A cache coherence policy attempts to manage these conflicts.

Approaches to cache coherence include:

• Invalidation

If a processor writes a value, other copies of it in other caches are marked as being invalid. Future reads of them must go to a higher-level structure.

• Update

When a processor writes a value, other copies of it are updated from the old value.

What are the trade-offs between these approaches?

Both of these incur a performance penalty. Even without synchronization, sharing data between threads can result in performance degradation.

## Cache Coherence Example

Cache coherence has a huge impact on performance and is something programmers must be aware of to write efficient parallel code. Below is part of a program that estimates Pi using multiple threads:


#define TOSSES 50000000

/* global array of random seeds */

/* the function called for each thread */
void* estimate_pi(void* idp) {
int number_in_circle = 0, toss;

/* set the seed to our thread id
* this is a pointer to the global array */
unsigned int* seed = &seeds[*(int*)idp];

/* loop through each toss */
for (toss = 0; toss < TOSSES; toss++) {
double x = ((double) rand_r(seed) / (double) RAND_MAX) * 2.0 - 1.0;
double y = ((double) rand_r(seed) / (double) RAND_MAX) * 2.0 - 1.0;
double dist_squared = x*x + y*y;

if (dist_squared <= 1) {
number_in_circle++;
}
}

/* calculater this thread's pi estimate */
double* pi_estimate = malloc(sizeof(double));
*pi_estimate = (4 * number_in_circle) / (double) TOSSES;

}



The program (which uses pthreads), uses random numbers in order to calculate Pi. For the random seeds, which are read every loop iteration, it uses a global array, with one slot for each thread.

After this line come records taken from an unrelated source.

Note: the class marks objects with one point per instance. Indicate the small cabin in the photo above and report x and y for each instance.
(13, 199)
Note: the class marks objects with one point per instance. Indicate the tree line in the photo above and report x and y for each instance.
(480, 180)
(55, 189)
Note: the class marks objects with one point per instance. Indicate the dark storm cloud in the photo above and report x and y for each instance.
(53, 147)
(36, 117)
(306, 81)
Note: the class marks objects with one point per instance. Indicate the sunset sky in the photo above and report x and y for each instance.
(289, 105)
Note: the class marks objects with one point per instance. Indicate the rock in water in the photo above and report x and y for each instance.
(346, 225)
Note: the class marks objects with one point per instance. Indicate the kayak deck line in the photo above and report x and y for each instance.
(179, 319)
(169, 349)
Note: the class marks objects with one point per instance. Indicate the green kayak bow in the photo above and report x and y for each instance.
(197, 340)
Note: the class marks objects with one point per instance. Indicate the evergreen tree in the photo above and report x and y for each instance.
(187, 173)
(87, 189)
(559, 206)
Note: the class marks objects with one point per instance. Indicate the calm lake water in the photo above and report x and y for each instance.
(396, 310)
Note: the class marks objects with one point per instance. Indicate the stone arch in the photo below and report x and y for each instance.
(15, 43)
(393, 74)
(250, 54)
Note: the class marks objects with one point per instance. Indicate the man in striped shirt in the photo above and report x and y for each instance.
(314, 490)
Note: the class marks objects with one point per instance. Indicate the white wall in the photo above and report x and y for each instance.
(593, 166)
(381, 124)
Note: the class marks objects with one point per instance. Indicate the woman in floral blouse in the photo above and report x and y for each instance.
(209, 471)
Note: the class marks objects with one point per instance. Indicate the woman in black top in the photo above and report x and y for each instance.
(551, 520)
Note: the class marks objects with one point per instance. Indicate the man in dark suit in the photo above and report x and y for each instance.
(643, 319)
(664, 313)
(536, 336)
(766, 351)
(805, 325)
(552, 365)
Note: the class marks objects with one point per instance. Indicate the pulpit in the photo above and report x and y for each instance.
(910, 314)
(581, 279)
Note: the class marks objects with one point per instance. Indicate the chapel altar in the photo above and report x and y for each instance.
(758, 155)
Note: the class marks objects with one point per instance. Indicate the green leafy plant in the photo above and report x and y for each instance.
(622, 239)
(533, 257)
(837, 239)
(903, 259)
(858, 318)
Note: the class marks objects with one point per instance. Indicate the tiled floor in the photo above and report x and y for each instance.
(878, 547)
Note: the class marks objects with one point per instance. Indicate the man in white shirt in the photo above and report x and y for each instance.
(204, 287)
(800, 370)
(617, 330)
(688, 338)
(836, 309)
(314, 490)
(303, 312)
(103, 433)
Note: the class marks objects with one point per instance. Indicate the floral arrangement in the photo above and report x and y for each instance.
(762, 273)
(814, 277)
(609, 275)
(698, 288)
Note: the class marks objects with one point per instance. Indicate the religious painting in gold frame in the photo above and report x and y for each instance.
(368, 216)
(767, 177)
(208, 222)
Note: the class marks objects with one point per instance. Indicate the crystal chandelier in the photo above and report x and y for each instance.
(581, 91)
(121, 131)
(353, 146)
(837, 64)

The problem is that this small array will fit into one cache line. Therefore we will have coherence problems. The hardware will need to synchronize the values of that cache line across all threads hurting performance.

How long does the program take to execute?

In order to greatly speed up the program, we need to have each thread store its seed in its own cache line. This can be done by replacing the pointer with a local variable in the function:


/* set the seed to our thread id
* this is a LOCAL variable */
unsigned int seed = seeds[*(int*)idp];



Now there is no cache coherence issue. Each thread's seed variable is in a separate cache line, so they do not need to be synchronized. How much faster does the program run now?

## GPU's

Graphics processing units (GPUs) are another type of processor that most computer systems contain. GPUs are primarily used to render graphics onto the screen, but can also now run arbitrary programs.

GPUs are quite different from CPUs:

CPUGPU
GoalLatency - finish each individual task quickly. Throughput - finish a large number of tasks quickly.
Typical Cores2 to 8Thousands
Typical SpeedAround 2-4 GHzUp to 1 GHz
Core IndependenceEach core runs independently. Many cores run the same programs.

GPU cores do not run thousands of independent programs. Instead, they are grouped, and each group runs the same program, but on different data. This works well for graphics when the same transformations are applied to every pixel on the screen.

GPUs are also good for other tasks where the same computations have to be applied across a large amount of data.